A Life of Picasso III: The Triumphant Years

A Life of Picasso III: The Triumphant Years
Author :
Publisher : Knopf
Total Pages : 657
Release :
ISBN-10 : 9780307496492
ISBN-13 : 030749649X
Rating : 4/5 (92 Downloads)

Book Synopsis A Life of Picasso III: The Triumphant Years by : John Richardson

Download or read book A Life of Picasso III: The Triumphant Years written by John Richardson and published by Knopf. This book was released on 2008-12-24 with total page 657 pages. Available in PDF, EPUB and Kindle. Book excerpt: The third volume of Richardson’s magisterial Life of Picasso, a groundbreaking contribution to our understanding of one of the greatest artists of the twentieth century. Here is Picasso at the height of his powers in Rome and Naples, producing the sets and costumes with Cocteau for Diaghilev’s Ballets Russes, and visiting Pompei where the antique statuary fuel his obsession with classicism; in Paris, creating some of his most important sculpture and painting as part of a group that included Braque, Apollinaire, Miró, and Breton; spending summers in the South of France in the company of Gerald and Sara Murphy, Hemingway, and Fitzgerald.

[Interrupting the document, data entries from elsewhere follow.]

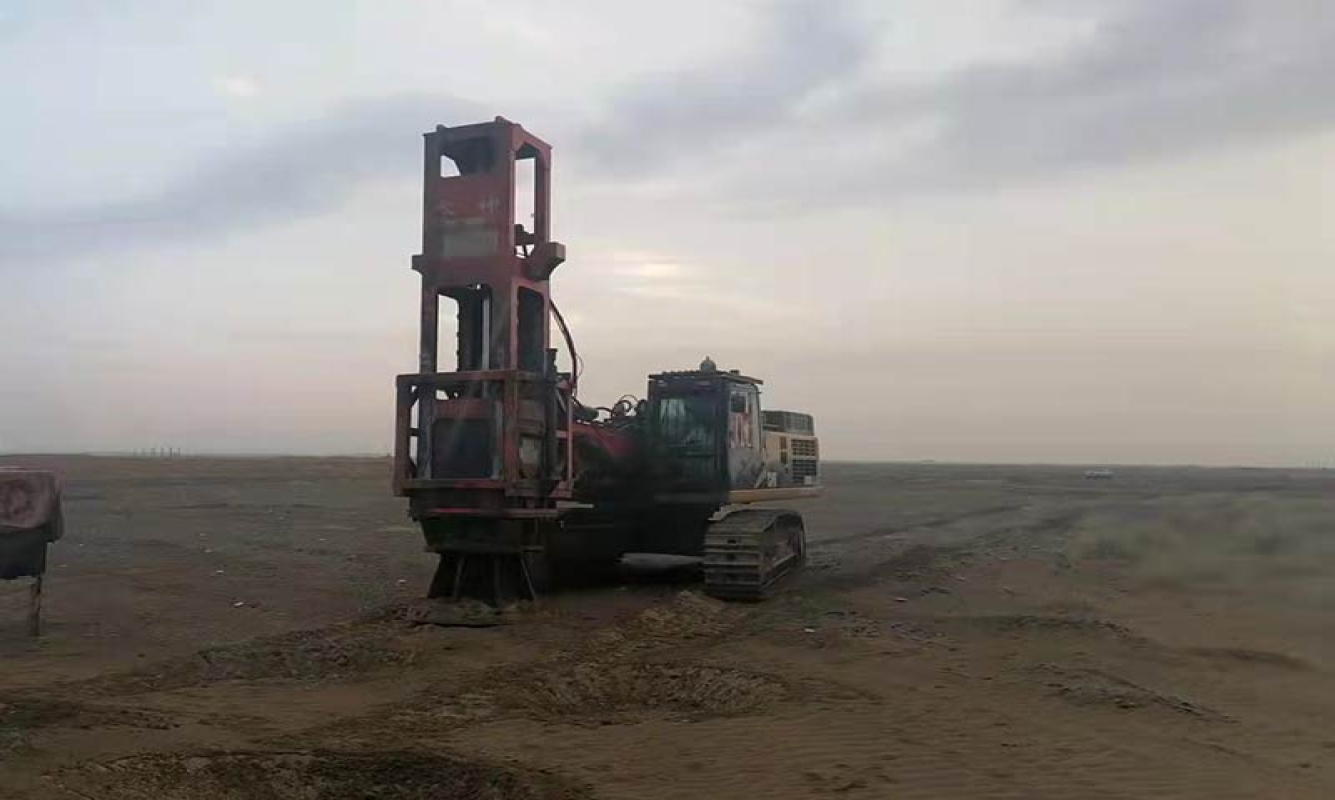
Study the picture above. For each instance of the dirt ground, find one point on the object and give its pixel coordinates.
(235, 628)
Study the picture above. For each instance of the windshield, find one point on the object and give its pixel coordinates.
(686, 421)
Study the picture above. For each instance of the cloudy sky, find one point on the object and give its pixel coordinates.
(999, 230)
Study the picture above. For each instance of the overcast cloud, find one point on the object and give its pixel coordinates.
(981, 182)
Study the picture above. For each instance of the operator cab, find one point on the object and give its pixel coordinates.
(712, 444)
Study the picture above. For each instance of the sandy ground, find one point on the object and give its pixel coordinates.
(234, 628)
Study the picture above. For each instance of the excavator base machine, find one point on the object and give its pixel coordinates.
(515, 482)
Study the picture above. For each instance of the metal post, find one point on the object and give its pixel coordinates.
(35, 607)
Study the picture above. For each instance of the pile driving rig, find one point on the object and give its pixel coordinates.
(513, 480)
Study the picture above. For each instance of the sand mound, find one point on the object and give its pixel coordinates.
(309, 776)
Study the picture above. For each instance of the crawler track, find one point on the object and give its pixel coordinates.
(749, 552)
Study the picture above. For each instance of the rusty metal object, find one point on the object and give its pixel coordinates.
(31, 518)
(482, 452)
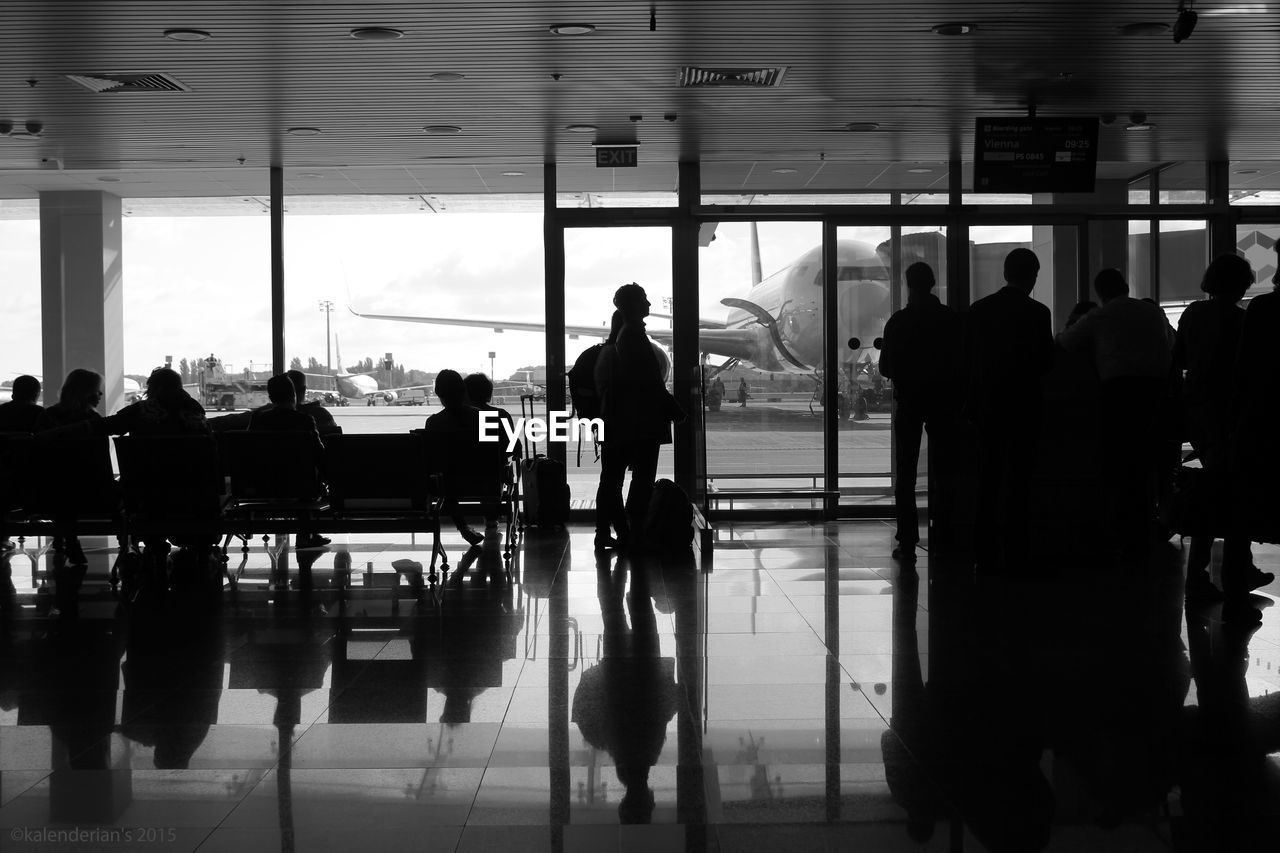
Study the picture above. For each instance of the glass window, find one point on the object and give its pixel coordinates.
(760, 305)
(19, 305)
(382, 296)
(598, 261)
(197, 284)
(1183, 258)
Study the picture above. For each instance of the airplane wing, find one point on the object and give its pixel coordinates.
(497, 325)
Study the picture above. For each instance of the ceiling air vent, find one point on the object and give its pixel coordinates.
(693, 77)
(150, 82)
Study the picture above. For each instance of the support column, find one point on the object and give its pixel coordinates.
(82, 290)
(686, 355)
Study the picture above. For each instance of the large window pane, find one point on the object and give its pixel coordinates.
(760, 301)
(19, 302)
(420, 274)
(197, 286)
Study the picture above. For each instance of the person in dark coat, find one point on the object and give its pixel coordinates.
(638, 411)
(1009, 343)
(22, 411)
(1207, 347)
(918, 354)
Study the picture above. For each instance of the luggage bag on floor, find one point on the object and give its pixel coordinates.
(544, 484)
(670, 524)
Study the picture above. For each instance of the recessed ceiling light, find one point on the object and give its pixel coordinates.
(187, 35)
(376, 33)
(572, 30)
(1144, 28)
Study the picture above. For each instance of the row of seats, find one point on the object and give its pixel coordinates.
(241, 483)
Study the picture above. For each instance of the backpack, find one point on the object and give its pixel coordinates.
(581, 382)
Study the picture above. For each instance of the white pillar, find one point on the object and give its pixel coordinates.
(82, 291)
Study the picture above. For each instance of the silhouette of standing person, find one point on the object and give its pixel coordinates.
(638, 411)
(1207, 347)
(1130, 345)
(1257, 406)
(1009, 343)
(919, 356)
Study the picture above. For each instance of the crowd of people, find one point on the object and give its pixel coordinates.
(1214, 382)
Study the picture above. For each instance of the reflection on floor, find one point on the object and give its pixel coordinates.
(799, 693)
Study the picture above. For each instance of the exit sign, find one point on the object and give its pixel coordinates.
(616, 156)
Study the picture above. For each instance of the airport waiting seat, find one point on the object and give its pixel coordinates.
(382, 480)
(274, 482)
(478, 477)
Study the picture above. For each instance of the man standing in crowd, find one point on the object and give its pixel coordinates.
(1009, 343)
(1130, 343)
(919, 356)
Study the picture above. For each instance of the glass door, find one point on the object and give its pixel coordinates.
(871, 286)
(760, 347)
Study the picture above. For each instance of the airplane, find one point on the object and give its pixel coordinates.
(361, 386)
(776, 327)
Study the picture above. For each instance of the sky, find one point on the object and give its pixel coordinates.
(201, 284)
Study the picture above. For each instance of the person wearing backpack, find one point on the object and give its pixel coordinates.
(638, 411)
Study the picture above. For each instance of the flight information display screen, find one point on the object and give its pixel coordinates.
(1036, 154)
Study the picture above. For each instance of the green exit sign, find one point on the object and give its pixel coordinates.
(617, 156)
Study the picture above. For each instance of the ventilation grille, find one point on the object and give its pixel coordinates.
(149, 82)
(693, 77)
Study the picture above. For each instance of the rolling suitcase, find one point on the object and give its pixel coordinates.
(544, 486)
(670, 524)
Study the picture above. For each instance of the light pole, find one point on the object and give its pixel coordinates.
(327, 306)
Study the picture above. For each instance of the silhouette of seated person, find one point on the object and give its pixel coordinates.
(479, 395)
(1130, 345)
(69, 418)
(22, 413)
(325, 424)
(624, 703)
(77, 402)
(470, 466)
(1009, 346)
(167, 410)
(919, 356)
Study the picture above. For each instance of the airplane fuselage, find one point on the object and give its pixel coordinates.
(792, 297)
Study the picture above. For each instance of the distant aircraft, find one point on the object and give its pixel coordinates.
(361, 386)
(776, 327)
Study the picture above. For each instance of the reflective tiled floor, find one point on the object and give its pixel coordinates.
(798, 692)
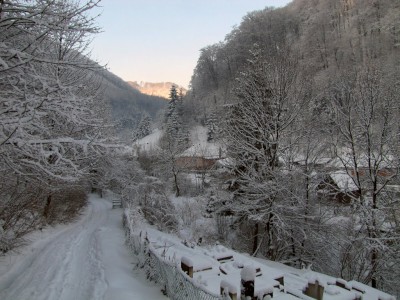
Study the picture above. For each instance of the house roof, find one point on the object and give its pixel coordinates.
(343, 181)
(205, 150)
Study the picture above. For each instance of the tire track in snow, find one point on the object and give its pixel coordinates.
(66, 266)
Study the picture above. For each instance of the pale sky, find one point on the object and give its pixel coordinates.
(159, 40)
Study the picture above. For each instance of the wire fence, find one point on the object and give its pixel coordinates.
(167, 273)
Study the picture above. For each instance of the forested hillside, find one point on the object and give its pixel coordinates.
(128, 105)
(308, 99)
(326, 38)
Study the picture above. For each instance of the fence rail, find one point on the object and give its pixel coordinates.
(168, 274)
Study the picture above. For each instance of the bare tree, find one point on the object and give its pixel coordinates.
(365, 111)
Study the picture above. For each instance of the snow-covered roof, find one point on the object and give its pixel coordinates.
(346, 160)
(149, 142)
(217, 266)
(207, 150)
(343, 181)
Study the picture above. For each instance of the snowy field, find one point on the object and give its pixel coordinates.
(83, 260)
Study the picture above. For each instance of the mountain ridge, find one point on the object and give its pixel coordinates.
(159, 89)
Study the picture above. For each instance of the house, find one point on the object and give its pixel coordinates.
(340, 186)
(200, 157)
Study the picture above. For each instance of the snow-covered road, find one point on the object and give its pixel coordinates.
(83, 260)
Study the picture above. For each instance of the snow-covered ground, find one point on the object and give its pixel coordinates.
(83, 260)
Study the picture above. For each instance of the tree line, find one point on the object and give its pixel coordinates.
(298, 87)
(52, 128)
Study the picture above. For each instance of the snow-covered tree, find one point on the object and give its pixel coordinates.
(143, 128)
(365, 113)
(50, 122)
(257, 129)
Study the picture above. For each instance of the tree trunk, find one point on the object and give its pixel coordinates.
(46, 210)
(255, 238)
(178, 192)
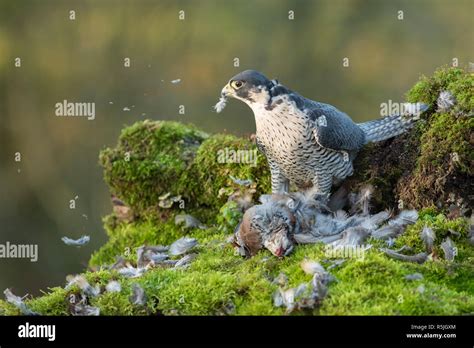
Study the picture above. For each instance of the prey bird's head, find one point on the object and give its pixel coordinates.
(265, 226)
(249, 86)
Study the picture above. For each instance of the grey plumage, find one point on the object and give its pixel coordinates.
(306, 142)
(302, 218)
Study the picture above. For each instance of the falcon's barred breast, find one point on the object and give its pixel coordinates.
(306, 142)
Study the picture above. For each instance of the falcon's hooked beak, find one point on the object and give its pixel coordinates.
(227, 91)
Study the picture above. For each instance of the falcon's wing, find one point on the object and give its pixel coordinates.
(332, 128)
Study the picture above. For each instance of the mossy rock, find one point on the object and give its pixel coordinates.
(433, 164)
(153, 158)
(180, 159)
(220, 282)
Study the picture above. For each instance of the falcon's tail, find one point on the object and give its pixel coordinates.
(391, 126)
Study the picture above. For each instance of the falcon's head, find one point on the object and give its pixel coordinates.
(250, 86)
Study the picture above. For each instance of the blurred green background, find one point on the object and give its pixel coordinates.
(82, 60)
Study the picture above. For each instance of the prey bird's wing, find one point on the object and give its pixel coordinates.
(332, 128)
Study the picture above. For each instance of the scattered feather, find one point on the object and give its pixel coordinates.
(446, 101)
(241, 182)
(138, 296)
(187, 221)
(81, 309)
(132, 272)
(113, 286)
(336, 263)
(151, 255)
(428, 237)
(166, 201)
(414, 276)
(388, 232)
(185, 261)
(76, 242)
(361, 201)
(418, 258)
(352, 236)
(83, 284)
(449, 249)
(311, 267)
(281, 279)
(182, 245)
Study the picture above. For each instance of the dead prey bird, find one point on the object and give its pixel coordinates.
(76, 242)
(283, 220)
(305, 141)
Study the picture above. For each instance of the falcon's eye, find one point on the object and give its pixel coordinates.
(236, 84)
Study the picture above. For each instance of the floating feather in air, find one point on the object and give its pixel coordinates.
(76, 242)
(17, 301)
(428, 237)
(220, 104)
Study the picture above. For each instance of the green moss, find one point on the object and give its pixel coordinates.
(147, 161)
(222, 156)
(124, 239)
(169, 157)
(433, 163)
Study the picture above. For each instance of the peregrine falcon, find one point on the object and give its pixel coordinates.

These are the years of his marriage to the Russian ballerina Olga Khokhlova—the mother of his only legitimate child, Paulo—and of his passionate affair with Marie-Thérèse Walter, who was, as well, his model and muse.

Einstein, Picasso

Einstein, Picasso
Author :
Publisher : Basic Books
Total Pages : 370
Release :
ISBN-10 : 9780786723133
ISBN-13 : 0786723130
Rating : 4/5 (33 Downloads)

Book Synopsis Einstein, Picasso by : Arthur I Miller

Download or read book Einstein, Picasso written by Arthur I Miller and published by Basic Books. This book was released on 2008-08-01 with total page 370 pages. Available in PDF, EPUB and Kindle. Book excerpt: The most important scientist of the twentieth century and the most important artist had their periods of greatest creativity almost simultaneously and in remarkably similar circumstances. This fascinating parallel biography of Albert Einstein and Pablo Picasso as young men examines their greatest creations -- Picasso's Les Demoiselles d'Avignon and Einstein's special theory of relativity. Miller shows how these breakthroughs arose not only from within their respective fields but from larger currents in the intellectual culture of the times. Ultimately, Miller shows how Einstein and Picasso, in a deep and important sense, were both working on the same problem.